12話:稗田阿求の提言
俺は霊夢と森の中の一本道を歩いていた。この道をしばらく歩くと人間の里にたどり着けるということだが、神社に人が来ることはあまりなく、来るとしたら空を飛べるような妖怪だからあまり人に使われているような感じではなかった。かくいう霊夢も普段は空を飛んで移動しているため、この道を通るのは久しぶりの事なのだそうだ。

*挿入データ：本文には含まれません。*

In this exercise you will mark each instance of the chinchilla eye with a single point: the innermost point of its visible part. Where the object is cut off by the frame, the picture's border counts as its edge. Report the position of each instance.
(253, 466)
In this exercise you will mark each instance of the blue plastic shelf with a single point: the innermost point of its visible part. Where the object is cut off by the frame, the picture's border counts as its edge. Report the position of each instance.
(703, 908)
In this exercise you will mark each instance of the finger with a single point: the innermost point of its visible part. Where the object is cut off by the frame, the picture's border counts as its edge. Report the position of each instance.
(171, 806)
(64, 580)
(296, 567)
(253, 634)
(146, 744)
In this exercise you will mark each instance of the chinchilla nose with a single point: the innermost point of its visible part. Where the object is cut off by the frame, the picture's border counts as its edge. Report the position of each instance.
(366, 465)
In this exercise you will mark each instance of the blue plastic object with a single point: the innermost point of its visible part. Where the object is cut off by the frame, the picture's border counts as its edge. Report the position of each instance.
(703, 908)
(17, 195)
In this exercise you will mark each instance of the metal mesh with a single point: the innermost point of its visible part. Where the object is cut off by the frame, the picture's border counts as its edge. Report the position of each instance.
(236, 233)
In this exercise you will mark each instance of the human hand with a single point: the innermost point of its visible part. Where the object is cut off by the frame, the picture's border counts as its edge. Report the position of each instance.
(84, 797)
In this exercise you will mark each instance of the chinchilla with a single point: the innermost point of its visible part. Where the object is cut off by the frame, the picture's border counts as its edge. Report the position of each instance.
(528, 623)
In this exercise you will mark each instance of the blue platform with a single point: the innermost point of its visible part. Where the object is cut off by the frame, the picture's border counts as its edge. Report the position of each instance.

D-1104「普段はどんなことして過ごしてるんだ?」
霊 夢「そうねぇ、神社では掃除をしたり祈祷をしたり、あとは人間を妖怪が襲ってないか警備とかしてるわね。でも外の世界の人間よりずっとゆったりと生活してるって聞いたわ。逆にあんたの世界は忙しいって聞くけど」
D-1104「朝は日の出ぐらいに起きて、一日中アノマリーの被検体とか危険な作業とかをやらされてるよ。もっとも、俺より俺たちを管理してる連中の方が忙しそうだがな」
ふぅん、と霊夢は返す。俺は続けた。
D-1104「正直、前にいた世界よりずっといい場所だよ、ここは。命の保証はないけどね」
霊 夢「それは前の仕事も同じなんでしょ?」
D-1104「まったく、その通りだ」
二人は軽く笑った
霊 夢「それなら、わざわざ戻ろうとしなくてもいいんじゃないかしら。人間の里は、幻想郷の中では安全な場所だと思うわ」
ごもっともな意見である。俺が元の世界に帰れば、また狭い放送室での生活に戻ることになるし、部屋の外に出現したとしても財団の連中に使い捨てられるだけだ。対して幻想郷は飯もうまいし、楽しい人たちが大勢いる。正直幻想郷で暮らした方が残りの人生を楽しく過ごせるだろう。
だが、どうしても自分の気持ちを曲げられそうにはなかった。
D-1104「あいにくだが、俺は元の世界の忘れられたDクラス職員として過ごすことが自分の使命だと考えてる。自分の使命を守るために、俺は元の世界に帰りたいんだ」
霊夢は少し寂しそうな、でも嬉しそうな顔をした。
霊 夢「その言葉が聞けてうれしいわ。私も巫女としての使命に誇りを持っているし、あんたの気持ちは理解できるわ」
たとえどんなに偉かろうと、どんなに醜い立場でも、人にはその人が守るべき使命というものが存在するのであろう。そう思っているうちに、人間の里が視界の遠くに見えてきた。
人間の里と聞いて、てっきり人間だけがいる町かと思っていたが、全くそんなことはなかった。さっきは買い物しているアリスとすれ違ったし、小傘や鈴瑚は(人間に変装して)店で商売まで行っていた。
恐らく一部の妖怪は、人間の里で普通の人間と同じようにふるまっているのだろう(第一、妖怪にとって警察のような立場の霊夢がいる前で悪さなどできないであろうが)。しばらく歩いていると、ひときわ大きな屋敷が目の前に現れた。
◆◇◆◇
阿 求「私もしばしば里を歩き回って人探しをしたけど、特に見知らぬ人は見かけなかったわね」
こう答えた少女は、幻想郷の名家「稗田家」の当主である稗田阿求だそうだ。阿求の言葉を聞き、霊夢は首をかしげる。
霊 夢「阿求が知らないんじゃ、人間の里にはいなさそうね。あるいはよっぽど上手く隠れてるか……」
阿求は人間であるが、見聞きしたものを忘れないという特殊能力を持っているそうだ。さしずめ常に効果がある記憶補強剤を飲んだような感じだろうか。
阿 求「捜索する範囲をもう少し広げる必要があるわね。人間の里以外で人間が安全に過ごせる場所なんて、ほとんど存在しないようなものだけど」
その通りである。俺だって出会った奴らが友好的じゃなかったら命がいくつあっても足りなかっただろう。阿求は続けた。
阿 求「そうなると人間の捜索じゃなくて遺体とか、所持品の捜索もした方が良いかもしれないわね」
霊 夢「……どちらにせよ、私たちは探し続けるしかないわね」
想定される最悪の状況に重苦しい空気が漂う。この空気を入れ換えたいがために俺は口を開いた。
D-1104「お嬢さんたちは……すごいよな。こんな若いのに幻想郷の平和を守るための専門家だったり、名家の当主だったりするんだろ? 俺なんて、向こうで悪さして今はこんなオレンジのつなぎを着てるんだ」
嬉しいのか面白いのか、阿求は含み笑いをして答えた。
阿求「こんな見た目だけど、生きている累計で考えたらあなたよりは長生きしてるわ」
そうだった。幻想郷のお嬢さんたちの年齢は、見た目で判断しない方が良い。